- Education: University of Toronto, University at Buffalo
- Known for: Antiretroviral Pharmacology
- Website: https://pharmacy.unc.edu/angela-kashuba-lab/

= Angela Kashuba =

American pharmacologist

Angela Kashuba is the John A. and Deborah S. McNeill Jr. Distinguished Professor of Pharmacy and Director of the UNC CFAR Clinical Pharmacology and Analytical Chemistry Core. She is the former Dean and Chair of the Division of Pharmacotherapy and Experimental of the University of North Carolina at Chapel Hill Eshelman School of Pharmacy.

==Education and career==
Kashuba received her Bachelors of Pharmacy from University of Toronto and her Doctorate of Pharmacy from University at Buffalo School of Pharmacy and Pharmaceutical Sciences. She next completed residency at Women's College Hospital in Toronto. After her residency, she studied clinical pharmacology at Bassett Healthcare, which is part of Columbia University Medical Center.

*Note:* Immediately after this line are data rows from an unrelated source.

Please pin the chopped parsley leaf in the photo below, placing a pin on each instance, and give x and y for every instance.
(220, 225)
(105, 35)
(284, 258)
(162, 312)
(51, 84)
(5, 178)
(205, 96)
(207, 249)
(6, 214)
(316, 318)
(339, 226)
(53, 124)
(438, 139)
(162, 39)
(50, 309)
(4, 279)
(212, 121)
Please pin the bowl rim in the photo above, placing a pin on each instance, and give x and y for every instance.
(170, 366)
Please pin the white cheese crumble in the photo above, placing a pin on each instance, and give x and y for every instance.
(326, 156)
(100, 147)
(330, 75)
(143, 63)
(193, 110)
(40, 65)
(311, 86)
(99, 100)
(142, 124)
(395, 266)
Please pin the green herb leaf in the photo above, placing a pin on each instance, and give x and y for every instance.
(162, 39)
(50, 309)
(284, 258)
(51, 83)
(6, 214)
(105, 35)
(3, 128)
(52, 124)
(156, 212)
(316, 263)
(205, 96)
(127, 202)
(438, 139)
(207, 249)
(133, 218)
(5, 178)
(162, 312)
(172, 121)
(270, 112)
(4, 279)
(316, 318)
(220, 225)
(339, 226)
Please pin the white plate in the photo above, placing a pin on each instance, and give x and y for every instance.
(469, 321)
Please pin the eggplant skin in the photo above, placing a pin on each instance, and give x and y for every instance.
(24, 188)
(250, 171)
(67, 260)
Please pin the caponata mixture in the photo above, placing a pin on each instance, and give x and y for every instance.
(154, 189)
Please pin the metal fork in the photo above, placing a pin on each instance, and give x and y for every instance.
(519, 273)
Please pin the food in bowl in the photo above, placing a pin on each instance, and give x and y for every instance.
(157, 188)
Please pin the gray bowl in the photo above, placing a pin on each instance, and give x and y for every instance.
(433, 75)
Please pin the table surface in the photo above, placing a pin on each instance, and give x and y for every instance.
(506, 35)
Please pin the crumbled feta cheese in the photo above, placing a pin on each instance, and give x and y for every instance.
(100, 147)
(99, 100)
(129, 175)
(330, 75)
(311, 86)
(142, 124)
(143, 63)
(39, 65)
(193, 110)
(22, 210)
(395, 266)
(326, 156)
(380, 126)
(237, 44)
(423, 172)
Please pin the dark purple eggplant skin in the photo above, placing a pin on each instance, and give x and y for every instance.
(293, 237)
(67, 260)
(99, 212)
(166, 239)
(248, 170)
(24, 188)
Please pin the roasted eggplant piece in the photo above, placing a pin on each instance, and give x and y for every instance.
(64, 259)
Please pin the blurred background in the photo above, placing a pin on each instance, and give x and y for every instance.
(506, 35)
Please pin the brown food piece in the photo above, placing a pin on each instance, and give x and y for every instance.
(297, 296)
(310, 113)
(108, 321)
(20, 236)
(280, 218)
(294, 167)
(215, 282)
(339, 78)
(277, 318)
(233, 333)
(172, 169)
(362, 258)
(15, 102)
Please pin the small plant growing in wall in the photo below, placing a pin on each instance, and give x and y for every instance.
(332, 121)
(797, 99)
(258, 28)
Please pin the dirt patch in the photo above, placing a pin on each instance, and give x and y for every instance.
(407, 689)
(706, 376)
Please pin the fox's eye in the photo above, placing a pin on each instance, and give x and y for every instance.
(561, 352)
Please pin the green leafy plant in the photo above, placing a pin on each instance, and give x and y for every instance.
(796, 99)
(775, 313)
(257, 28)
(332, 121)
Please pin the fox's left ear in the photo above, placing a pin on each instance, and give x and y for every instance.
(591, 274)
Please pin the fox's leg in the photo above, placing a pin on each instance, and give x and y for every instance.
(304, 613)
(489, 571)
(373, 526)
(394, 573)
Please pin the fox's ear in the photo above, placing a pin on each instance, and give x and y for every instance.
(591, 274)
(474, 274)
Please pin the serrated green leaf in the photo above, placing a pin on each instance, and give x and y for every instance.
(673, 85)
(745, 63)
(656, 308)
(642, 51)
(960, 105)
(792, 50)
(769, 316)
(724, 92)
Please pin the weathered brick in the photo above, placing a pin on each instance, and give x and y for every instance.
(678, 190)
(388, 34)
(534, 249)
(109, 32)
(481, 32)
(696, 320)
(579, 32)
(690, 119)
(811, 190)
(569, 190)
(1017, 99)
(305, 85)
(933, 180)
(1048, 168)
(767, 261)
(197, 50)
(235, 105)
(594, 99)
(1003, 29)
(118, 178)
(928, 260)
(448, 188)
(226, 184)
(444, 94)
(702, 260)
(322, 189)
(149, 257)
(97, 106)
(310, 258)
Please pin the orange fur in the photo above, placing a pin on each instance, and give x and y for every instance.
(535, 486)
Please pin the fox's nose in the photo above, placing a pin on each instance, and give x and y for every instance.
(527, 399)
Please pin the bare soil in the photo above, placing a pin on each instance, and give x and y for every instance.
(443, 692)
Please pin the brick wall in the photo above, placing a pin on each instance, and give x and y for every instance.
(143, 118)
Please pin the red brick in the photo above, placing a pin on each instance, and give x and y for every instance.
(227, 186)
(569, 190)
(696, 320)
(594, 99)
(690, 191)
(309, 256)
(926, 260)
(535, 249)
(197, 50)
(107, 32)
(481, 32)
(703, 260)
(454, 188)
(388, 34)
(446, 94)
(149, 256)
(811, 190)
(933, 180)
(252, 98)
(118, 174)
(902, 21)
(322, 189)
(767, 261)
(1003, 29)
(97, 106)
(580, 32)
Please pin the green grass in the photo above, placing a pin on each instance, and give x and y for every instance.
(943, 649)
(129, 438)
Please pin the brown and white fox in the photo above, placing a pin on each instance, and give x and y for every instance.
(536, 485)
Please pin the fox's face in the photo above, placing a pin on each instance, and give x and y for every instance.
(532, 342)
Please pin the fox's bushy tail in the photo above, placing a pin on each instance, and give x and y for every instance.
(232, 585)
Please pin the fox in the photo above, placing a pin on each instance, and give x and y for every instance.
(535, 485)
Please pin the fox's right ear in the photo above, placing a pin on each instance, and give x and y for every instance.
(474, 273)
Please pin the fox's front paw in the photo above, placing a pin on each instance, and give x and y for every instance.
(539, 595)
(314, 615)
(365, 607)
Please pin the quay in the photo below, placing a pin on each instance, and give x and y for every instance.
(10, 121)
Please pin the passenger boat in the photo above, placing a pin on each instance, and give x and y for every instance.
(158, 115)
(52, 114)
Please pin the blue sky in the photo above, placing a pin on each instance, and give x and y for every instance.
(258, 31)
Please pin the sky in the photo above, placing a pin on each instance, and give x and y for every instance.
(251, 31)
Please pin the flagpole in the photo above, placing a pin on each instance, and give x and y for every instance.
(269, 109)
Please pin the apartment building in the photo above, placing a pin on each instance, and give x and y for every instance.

The focus of Kashuba's research career has been pharmacology of antiretrovirals for the treatment and prevention of HIV.

==Recognition==
In 2009, Kashuba received the Leon I. Goldberg Young Investigator Award from the American Society for Pharmacology and Experimental Therapeutics.

==Personal life==
She has two children and notes the individuality of work–life balance.